830 zaczipowanych psów (i kotów) w Krakowie!
Trzecia odsłona akcji czipowania czworonogów odbyła się w dniach 19-21 kwietnia. Tym razem wolontariusze Logicznej Alternatywy dla Krakowa oznaczyli czipami 230 psów i kotów, co wraz z efektem poprzednich akcji daje sumę 830 zabezpieczonych pupili.
– Akcję czipowania psów rozpoczęliśmy w 2016 roku. Cieszyła się tak dużym zainteresowaniem ze strony Krakowian, że musieliśmy ją powtórzyć. Tegoroczna, trzecia już edycja różniła się od poprzednich tym, że po raz pierwszy czipowaliśmy także koty – mówi Adrianna Siudy, wiceliderka LAdK.

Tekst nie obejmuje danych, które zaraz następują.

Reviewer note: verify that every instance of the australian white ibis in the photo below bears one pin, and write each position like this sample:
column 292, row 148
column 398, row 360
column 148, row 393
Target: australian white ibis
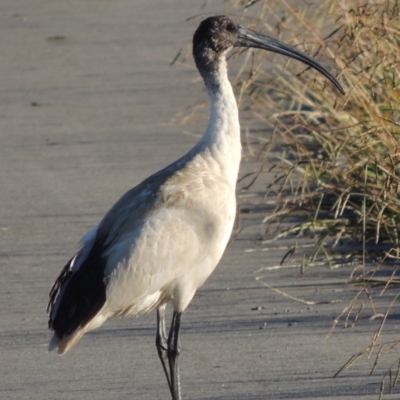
column 163, row 238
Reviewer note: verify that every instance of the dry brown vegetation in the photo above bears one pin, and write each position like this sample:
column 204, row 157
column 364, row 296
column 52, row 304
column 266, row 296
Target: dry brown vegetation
column 337, row 159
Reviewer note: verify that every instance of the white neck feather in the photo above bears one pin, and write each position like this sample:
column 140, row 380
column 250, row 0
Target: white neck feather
column 222, row 137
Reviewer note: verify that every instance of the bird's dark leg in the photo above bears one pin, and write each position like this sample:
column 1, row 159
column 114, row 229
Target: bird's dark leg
column 173, row 354
column 162, row 344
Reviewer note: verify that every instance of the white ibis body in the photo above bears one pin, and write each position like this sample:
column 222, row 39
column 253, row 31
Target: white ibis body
column 163, row 238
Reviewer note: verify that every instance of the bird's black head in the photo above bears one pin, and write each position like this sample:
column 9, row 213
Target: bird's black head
column 216, row 35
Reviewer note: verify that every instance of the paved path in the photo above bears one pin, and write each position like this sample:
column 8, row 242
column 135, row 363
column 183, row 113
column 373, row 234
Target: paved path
column 86, row 102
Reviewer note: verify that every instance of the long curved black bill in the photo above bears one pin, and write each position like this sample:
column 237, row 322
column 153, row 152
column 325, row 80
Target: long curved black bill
column 250, row 38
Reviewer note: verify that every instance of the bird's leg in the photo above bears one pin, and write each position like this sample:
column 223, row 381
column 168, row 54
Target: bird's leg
column 173, row 354
column 162, row 344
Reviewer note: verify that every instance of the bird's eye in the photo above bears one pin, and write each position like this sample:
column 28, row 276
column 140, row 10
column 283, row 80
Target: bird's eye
column 231, row 27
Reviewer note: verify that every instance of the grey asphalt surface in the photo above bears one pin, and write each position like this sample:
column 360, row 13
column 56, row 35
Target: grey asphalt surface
column 87, row 102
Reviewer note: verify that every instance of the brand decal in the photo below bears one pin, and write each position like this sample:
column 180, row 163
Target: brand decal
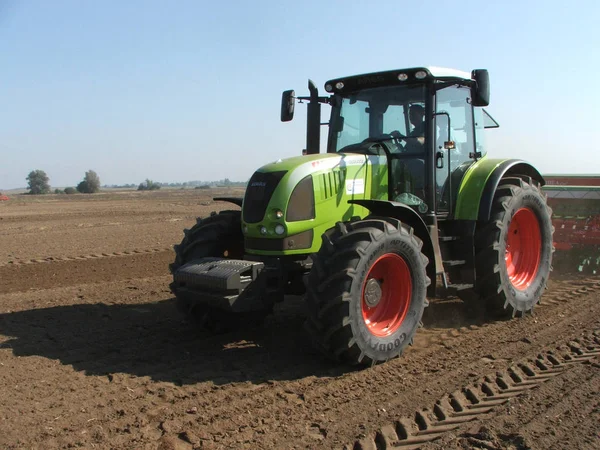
column 356, row 186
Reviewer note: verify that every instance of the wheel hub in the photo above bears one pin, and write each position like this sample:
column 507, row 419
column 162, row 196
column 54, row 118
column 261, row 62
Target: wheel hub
column 372, row 293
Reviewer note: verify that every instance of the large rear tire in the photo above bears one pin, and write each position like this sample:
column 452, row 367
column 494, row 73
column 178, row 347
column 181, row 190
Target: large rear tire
column 514, row 249
column 219, row 235
column 366, row 291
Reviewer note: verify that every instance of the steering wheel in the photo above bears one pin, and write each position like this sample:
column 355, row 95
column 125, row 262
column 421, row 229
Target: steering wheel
column 395, row 136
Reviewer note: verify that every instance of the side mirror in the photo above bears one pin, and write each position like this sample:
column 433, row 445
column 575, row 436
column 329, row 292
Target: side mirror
column 480, row 92
column 338, row 124
column 287, row 105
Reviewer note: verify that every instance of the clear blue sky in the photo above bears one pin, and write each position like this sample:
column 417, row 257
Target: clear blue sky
column 190, row 90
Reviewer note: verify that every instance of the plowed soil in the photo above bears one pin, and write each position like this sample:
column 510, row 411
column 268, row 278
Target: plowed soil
column 93, row 353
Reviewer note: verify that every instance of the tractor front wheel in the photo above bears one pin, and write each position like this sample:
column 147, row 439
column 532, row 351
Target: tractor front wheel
column 514, row 249
column 366, row 291
column 219, row 235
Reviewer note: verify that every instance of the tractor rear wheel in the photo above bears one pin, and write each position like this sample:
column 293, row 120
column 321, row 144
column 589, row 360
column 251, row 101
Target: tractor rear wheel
column 514, row 249
column 366, row 291
column 219, row 235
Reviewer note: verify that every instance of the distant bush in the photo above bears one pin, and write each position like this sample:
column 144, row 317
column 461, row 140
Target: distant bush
column 90, row 183
column 148, row 185
column 38, row 182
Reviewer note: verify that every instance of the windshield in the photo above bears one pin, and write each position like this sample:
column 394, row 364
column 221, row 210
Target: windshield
column 385, row 112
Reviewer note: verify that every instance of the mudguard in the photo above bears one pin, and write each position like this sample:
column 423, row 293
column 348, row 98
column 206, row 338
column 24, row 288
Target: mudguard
column 478, row 186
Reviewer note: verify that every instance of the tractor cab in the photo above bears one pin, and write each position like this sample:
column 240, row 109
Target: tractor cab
column 426, row 122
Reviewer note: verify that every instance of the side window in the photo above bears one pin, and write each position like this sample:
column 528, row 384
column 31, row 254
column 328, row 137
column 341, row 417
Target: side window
column 453, row 103
column 480, row 131
column 394, row 119
column 456, row 101
column 356, row 123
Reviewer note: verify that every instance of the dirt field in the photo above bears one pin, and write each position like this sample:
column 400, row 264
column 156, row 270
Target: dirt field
column 93, row 353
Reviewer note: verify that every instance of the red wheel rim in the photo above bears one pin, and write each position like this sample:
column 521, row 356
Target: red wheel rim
column 386, row 294
column 523, row 248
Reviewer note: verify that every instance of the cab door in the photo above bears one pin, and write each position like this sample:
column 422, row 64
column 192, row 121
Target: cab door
column 454, row 116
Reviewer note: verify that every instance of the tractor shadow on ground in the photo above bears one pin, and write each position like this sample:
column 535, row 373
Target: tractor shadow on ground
column 152, row 340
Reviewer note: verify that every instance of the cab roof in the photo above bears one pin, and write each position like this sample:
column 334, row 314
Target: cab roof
column 395, row 77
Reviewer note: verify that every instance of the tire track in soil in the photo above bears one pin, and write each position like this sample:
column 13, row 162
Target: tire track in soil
column 257, row 371
column 50, row 259
column 82, row 269
column 481, row 397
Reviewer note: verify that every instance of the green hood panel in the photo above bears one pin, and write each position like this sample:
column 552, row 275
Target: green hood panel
column 337, row 178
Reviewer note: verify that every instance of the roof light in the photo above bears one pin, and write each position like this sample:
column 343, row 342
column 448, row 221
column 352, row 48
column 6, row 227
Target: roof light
column 279, row 229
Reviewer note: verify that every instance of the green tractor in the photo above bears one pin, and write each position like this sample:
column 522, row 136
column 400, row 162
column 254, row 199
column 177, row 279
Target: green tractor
column 404, row 205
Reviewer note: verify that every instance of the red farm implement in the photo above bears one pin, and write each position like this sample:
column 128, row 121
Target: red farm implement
column 575, row 201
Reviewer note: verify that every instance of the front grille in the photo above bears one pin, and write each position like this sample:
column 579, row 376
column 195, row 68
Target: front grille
column 258, row 194
column 298, row 241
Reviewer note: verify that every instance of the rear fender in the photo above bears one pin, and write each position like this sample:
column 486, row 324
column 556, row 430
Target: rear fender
column 478, row 186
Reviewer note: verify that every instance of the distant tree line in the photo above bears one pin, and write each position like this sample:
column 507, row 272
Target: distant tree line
column 186, row 184
column 38, row 183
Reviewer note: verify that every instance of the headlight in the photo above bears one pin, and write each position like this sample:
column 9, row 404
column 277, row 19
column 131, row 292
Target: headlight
column 302, row 201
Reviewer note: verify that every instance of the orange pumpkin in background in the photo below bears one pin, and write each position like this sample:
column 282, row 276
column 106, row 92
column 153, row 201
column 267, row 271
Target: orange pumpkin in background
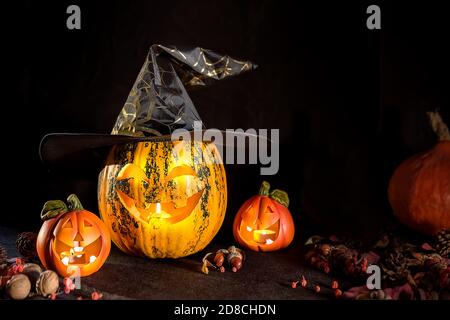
column 72, row 240
column 264, row 222
column 419, row 190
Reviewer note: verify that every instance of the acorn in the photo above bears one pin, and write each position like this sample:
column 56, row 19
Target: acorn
column 47, row 283
column 18, row 287
column 32, row 271
column 219, row 258
column 326, row 249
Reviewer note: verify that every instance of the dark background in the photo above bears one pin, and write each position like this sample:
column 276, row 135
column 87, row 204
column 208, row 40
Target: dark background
column 350, row 102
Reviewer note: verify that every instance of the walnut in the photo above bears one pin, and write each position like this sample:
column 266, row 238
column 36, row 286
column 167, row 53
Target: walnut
column 18, row 287
column 47, row 283
column 32, row 271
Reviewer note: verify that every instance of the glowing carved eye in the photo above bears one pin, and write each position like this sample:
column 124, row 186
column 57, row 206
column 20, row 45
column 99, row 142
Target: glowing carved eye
column 68, row 224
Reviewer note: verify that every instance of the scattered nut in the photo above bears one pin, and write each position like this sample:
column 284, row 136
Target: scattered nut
column 47, row 283
column 18, row 287
column 32, row 271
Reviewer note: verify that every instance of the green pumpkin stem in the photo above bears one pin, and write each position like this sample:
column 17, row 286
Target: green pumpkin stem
column 74, row 203
column 264, row 189
column 280, row 196
column 53, row 208
column 439, row 126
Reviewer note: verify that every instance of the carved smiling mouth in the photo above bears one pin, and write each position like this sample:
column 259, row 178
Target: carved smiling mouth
column 260, row 236
column 165, row 209
column 160, row 210
column 77, row 255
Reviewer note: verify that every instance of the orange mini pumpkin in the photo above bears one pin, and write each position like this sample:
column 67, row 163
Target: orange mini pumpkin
column 419, row 190
column 264, row 222
column 72, row 240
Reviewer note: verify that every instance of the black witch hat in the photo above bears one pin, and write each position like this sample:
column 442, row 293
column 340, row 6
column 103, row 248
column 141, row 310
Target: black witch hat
column 157, row 105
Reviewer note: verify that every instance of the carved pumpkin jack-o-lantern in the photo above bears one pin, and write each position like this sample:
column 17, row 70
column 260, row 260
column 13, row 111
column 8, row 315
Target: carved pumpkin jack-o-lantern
column 164, row 199
column 72, row 240
column 264, row 223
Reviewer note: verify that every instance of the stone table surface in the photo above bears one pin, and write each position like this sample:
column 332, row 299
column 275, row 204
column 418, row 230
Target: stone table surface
column 264, row 276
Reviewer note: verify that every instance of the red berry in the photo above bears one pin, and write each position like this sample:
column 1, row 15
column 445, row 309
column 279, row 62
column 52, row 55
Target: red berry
column 96, row 296
column 303, row 282
column 334, row 284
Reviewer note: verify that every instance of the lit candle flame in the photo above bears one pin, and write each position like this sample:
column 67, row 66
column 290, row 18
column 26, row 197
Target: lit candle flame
column 65, row 261
column 263, row 236
column 158, row 208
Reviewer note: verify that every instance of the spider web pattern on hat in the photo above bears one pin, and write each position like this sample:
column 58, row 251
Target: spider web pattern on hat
column 158, row 102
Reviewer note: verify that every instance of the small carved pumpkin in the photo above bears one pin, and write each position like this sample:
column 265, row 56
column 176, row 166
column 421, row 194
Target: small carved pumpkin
column 72, row 241
column 419, row 190
column 264, row 222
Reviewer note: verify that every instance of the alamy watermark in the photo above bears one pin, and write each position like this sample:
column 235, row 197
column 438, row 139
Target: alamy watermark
column 237, row 146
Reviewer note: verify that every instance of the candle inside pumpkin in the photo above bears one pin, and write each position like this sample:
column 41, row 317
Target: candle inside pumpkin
column 263, row 236
column 76, row 255
column 159, row 214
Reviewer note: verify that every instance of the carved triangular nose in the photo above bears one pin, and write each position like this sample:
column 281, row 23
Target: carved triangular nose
column 78, row 237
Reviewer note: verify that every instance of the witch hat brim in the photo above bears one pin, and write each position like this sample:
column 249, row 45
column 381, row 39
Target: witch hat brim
column 158, row 104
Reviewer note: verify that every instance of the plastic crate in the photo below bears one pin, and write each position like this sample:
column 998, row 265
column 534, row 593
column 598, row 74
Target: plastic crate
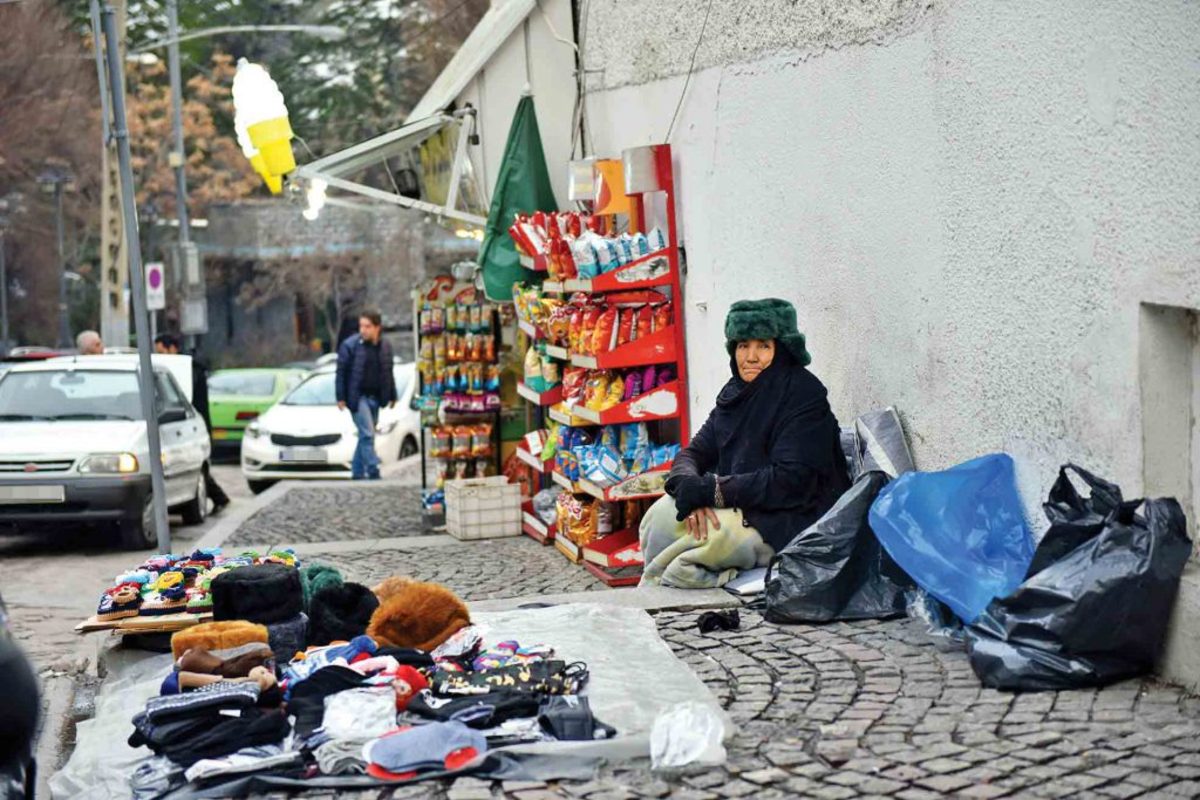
column 483, row 507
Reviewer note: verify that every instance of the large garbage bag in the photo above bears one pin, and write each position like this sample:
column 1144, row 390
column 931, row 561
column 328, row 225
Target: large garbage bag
column 960, row 533
column 1096, row 606
column 837, row 569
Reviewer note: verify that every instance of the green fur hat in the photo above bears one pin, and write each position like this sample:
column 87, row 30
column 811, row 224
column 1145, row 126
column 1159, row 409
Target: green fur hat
column 766, row 319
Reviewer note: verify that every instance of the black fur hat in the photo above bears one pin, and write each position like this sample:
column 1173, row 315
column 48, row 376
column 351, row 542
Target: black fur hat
column 340, row 613
column 263, row 594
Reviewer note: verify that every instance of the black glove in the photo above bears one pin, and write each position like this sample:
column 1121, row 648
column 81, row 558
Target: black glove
column 694, row 493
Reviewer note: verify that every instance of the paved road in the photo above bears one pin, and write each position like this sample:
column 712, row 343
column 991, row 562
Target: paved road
column 52, row 582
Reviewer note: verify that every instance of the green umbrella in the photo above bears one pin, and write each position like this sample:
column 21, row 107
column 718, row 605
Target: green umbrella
column 522, row 187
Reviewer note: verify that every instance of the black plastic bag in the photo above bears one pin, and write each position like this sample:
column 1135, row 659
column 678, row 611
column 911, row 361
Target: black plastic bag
column 1096, row 603
column 835, row 570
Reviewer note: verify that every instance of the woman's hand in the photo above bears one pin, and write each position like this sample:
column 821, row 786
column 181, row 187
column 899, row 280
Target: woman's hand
column 700, row 522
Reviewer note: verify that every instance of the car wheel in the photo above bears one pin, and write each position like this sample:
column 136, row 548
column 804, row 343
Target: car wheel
column 409, row 447
column 139, row 533
column 196, row 510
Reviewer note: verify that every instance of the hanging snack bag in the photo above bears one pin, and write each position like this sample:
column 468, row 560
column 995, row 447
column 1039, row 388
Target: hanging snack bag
column 597, row 392
column 604, row 337
column 587, row 329
column 533, row 370
column 645, row 323
column 616, row 391
column 624, row 326
column 661, row 317
column 550, row 373
column 633, row 386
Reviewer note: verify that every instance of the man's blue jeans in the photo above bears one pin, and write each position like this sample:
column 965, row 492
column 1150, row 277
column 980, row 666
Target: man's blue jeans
column 365, row 462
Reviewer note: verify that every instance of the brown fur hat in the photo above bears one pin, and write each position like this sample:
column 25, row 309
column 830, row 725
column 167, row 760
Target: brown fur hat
column 217, row 636
column 414, row 614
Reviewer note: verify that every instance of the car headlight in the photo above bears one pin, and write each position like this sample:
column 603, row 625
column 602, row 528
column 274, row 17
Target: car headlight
column 109, row 463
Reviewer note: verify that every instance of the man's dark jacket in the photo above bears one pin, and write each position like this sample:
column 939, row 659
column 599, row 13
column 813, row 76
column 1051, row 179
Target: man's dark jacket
column 352, row 359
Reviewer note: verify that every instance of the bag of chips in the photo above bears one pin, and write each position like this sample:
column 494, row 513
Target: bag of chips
column 643, row 324
column 604, row 337
column 625, row 326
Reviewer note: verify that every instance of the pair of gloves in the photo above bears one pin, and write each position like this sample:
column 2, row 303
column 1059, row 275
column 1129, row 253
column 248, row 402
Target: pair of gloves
column 691, row 493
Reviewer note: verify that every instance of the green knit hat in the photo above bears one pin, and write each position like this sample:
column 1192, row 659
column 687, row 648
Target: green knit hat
column 766, row 319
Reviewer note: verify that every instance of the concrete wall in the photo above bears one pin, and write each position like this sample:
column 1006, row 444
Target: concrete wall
column 967, row 202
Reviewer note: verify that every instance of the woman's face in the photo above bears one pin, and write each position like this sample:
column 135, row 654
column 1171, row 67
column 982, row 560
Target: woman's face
column 753, row 356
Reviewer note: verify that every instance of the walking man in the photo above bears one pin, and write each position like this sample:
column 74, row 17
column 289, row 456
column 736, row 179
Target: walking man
column 365, row 384
column 168, row 344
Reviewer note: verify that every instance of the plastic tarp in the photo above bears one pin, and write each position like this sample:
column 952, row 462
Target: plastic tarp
column 837, row 570
column 634, row 678
column 960, row 534
column 522, row 187
column 1099, row 594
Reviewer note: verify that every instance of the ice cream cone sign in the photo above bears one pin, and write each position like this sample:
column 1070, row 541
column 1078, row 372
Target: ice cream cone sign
column 261, row 119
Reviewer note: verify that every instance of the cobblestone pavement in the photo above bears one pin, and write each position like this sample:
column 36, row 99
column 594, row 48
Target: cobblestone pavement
column 873, row 709
column 484, row 570
column 343, row 513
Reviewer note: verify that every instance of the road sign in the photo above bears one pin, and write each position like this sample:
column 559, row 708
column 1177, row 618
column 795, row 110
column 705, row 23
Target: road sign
column 156, row 287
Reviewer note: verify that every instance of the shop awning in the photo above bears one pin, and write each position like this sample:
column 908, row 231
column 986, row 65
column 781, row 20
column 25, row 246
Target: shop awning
column 432, row 148
column 501, row 20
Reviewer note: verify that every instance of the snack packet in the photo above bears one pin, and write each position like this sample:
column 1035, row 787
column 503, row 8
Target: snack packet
column 604, row 337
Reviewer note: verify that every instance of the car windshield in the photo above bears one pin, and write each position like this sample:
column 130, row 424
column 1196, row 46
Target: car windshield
column 75, row 395
column 241, row 384
column 317, row 390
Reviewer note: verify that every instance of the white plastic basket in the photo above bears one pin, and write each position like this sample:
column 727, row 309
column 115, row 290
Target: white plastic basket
column 483, row 507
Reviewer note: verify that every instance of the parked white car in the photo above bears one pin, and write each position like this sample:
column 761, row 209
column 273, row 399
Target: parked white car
column 305, row 435
column 73, row 446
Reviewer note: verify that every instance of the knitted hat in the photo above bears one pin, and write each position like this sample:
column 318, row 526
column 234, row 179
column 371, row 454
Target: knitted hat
column 340, row 613
column 316, row 577
column 766, row 319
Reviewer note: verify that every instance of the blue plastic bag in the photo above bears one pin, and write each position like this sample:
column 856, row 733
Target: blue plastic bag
column 960, row 534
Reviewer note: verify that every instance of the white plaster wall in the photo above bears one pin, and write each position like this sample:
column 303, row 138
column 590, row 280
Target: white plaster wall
column 966, row 209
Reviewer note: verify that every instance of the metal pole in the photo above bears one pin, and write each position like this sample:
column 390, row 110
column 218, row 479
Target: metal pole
column 64, row 322
column 4, row 299
column 137, row 278
column 177, row 156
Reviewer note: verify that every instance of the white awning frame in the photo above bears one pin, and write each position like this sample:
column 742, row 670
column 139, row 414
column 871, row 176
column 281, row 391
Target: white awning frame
column 336, row 168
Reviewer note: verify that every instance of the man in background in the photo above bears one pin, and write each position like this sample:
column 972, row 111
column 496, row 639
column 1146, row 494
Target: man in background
column 89, row 343
column 365, row 384
column 168, row 344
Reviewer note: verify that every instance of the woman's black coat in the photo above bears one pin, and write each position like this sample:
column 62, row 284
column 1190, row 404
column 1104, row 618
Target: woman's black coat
column 774, row 445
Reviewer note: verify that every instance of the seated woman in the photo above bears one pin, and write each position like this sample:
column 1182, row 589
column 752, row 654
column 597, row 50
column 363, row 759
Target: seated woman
column 766, row 464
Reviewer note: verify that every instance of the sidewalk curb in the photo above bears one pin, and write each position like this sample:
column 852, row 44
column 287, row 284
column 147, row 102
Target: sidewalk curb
column 58, row 697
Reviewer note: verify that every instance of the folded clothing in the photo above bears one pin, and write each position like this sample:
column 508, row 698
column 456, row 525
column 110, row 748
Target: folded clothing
column 306, row 699
column 538, row 677
column 435, row 746
column 209, row 734
column 214, row 697
column 340, row 613
column 341, row 757
column 360, row 714
column 477, row 711
column 264, row 594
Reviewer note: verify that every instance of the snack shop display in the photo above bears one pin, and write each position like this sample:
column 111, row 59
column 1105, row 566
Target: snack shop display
column 604, row 361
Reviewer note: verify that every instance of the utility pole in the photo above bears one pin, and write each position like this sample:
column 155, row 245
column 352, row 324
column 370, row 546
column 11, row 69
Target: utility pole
column 114, row 269
column 141, row 318
column 195, row 313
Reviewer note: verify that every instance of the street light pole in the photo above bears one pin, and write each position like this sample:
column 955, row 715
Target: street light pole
column 64, row 318
column 137, row 278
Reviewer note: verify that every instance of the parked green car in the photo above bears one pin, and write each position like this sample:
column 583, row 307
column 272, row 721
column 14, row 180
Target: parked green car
column 238, row 396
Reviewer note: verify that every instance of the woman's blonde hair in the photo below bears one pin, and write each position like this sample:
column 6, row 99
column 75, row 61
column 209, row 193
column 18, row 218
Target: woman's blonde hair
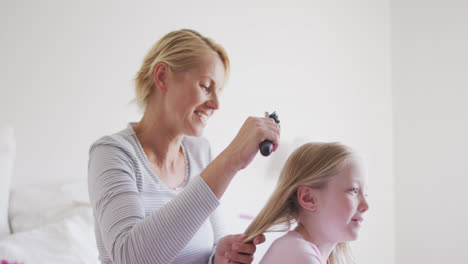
column 312, row 164
column 180, row 50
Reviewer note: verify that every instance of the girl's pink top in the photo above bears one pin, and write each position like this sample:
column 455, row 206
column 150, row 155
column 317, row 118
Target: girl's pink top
column 292, row 248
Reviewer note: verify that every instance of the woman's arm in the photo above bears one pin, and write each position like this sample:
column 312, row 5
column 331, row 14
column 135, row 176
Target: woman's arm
column 128, row 236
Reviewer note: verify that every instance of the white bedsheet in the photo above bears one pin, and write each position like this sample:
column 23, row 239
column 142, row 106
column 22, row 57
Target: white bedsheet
column 52, row 225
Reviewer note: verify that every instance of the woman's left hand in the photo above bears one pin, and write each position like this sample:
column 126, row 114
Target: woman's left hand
column 230, row 249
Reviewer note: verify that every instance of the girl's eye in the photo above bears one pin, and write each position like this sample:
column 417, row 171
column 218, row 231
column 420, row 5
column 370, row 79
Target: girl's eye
column 205, row 87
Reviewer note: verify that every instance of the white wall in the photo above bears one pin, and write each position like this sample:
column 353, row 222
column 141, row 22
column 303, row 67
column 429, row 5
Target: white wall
column 67, row 69
column 430, row 93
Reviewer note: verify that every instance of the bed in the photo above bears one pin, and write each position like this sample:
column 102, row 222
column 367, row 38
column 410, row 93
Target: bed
column 48, row 223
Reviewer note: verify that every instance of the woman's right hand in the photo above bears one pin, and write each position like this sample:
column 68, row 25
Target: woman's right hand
column 245, row 145
column 242, row 150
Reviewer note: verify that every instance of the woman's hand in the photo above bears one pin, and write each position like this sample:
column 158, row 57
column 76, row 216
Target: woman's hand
column 230, row 249
column 245, row 145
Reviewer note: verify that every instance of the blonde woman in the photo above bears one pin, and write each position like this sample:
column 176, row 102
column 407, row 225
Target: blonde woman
column 322, row 188
column 154, row 186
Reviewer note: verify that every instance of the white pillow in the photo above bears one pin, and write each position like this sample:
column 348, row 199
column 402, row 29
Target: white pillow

Oznaczenie psa lub kota elektronicznym czipem zwiększa szanse na jego odnalezienie, jeśli zwierzę zgubi się lub ucieknie. Funkcjonariusze Policji oraz Straży Miejskiej są wyposażeni w czytniki czipów, dlatego sam proces identyfikacji oznaczonego zwierzęcia staje się prosty i może je uchronić przed spędzeniem reszty życia w schronisku. Dodatkowo, w ramach akcji LAdK właściciele psów i kotów otrzymali zawieszki na obrożę z unikalnym QR-kodem, w którym zapisane zostały dane właściciela. Dzięki temu każdy będzie mógł go powiadomić, jeśli przypadkowo odnajdzie zabłąkane zwierzę – wystarczy, że odczyta QR-kod za pomocą aplikacji na telefonie komórkowym.
Pomysł na zabezpieczenie krakowskich pupili wyszedł od Łukasza Gibały, lidera stowarzyszenia Logiczna Alternatywa dla Krakowa. – Przykład wzięliśmy z innych miast, gdzie lokalne władze dbają o bezpieczeństwo psów i komfort ich właścicieli. W Krakowie, pomimo że zorganizowaliśmy już dwie, zakończone sukcesem akcje tego typu, urzędnicy nie uznali za stosowne, aby je kontynuować. Dlatego po raz kolejny wzięliśmy sprawę w swoje ręce – tłumaczy Gibała. – Prywatnie jestem wielkim miłośników psiaków, niemniej podczas spotkań z mieszkańcami właściciele kotów wielokrotnie zgłaszali nam, że problem dotyczy także ich podopiecznych, którzy lubią się gubić. Stąd też w tegorocznej edycji postanowiliśmy uwzględnić także koty – dodaje.
Czipowanie kotów prowadzone było jednak na specjalnych warunkach. Ponieważ mogły być oznaczane wyłącznie w gabinecie weterynarza, dlatego w punktach mobilnych dokonywano ich rejestracji, a sam zabieg wykonywany był bezpłatnie we wskazanej przychodni weterynaryjnej.
W ciągu trzech dni akcji wolontariusze LAdK wraz z wykwalifikowanym weterynarzem oznaczyli łącznie 230 psów i kotów. Sam zabieg nie był bolesny. Wszczepienie czipa trwa kilka sekund i nie boli bardziej niż zwykły zastrzyk, aplikowany w ramach standardowego szczepienia. Przez pierwsze dwa dni punkt mobilny ustawiony był w Parku Lotników, a ostatniego dnia w food truck parku Bezogródek na Cichym Kąciku.
Pierwsza edycja akcji „Zaczipuj psa” zorganizowana została w październiku 2016 r. przy placu Inwalidów. Oznaczono wówczas 300 psów. Drugie tyle w maju 2017 r. przy al. Róż w Nowej Hucie.
Za każdym razem dane oznaczonych czipem czworonogów trafiały do międzynarodowej bazy Safe-Animal, co gwarantuje ich bezpieczeństwo także w przypadku zaginięcia zagranicą.